JAMEEL JAFFER: I agree, it’s inherently crazy. And the Obama administration should reconsider the positions that it’s taken in court, and it should release the documents that it’s been refusing to release. There’s a hearing in the House Judiciary Committee this afternoon at which the Obama administration will be pressed again for the release of the information. I think that they should take this opportunity to release information they should have released many weeks ago.
AMY GOODMAN: Has the Obama administration been worse than the Bush administration on these issues?
JAMEEL JAFFER: I don’t know. It’s hard to measure those kinds of things. But it’s certainly true that the Obama administration has continued many of the Bush administration’s most controversial and problematic national security policies and, in some instances, expanded those policies. And, you know, there really is a justified concern at this point that what the Obama administration is doing is entrenching the global war framework that the Bush administration put in place and making permanent what might have been—might otherwise have been a kind of aberrational period in our history.

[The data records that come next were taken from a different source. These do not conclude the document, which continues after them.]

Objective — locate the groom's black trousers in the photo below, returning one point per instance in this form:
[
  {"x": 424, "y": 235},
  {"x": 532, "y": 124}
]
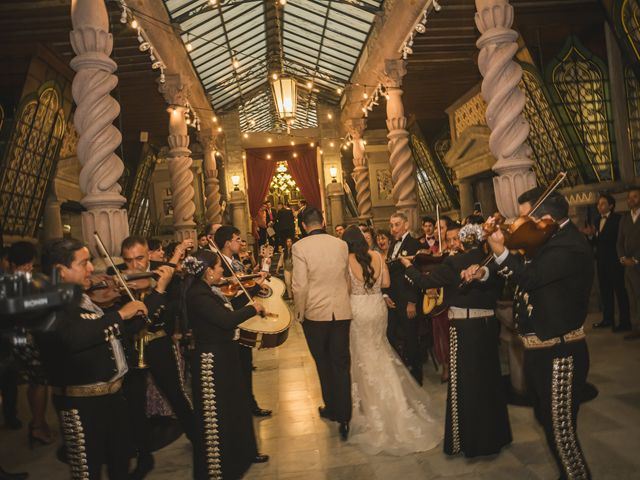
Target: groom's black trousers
[{"x": 329, "y": 346}]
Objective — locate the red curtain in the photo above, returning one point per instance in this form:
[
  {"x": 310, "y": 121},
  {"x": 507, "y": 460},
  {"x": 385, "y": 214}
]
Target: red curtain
[
  {"x": 260, "y": 169},
  {"x": 304, "y": 170},
  {"x": 259, "y": 174}
]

AMY GOODMAN: Jameel Jaffer, I want to thank you very much for being with us, deputy legal director—
JAMEEL JAFFER: Thank you.
AMY GOODMAN: —of the ACLU, fellow at the Open Society Foundations, argued the warrantless wiretapping case on behalf of the plaintiffs before the Supreme Court, which he lost, five-to-four decision. This is Democracy Now!, democracynow.org, The War and Peace Report. I’m Amy Goodman, with Nermeen Shaikh.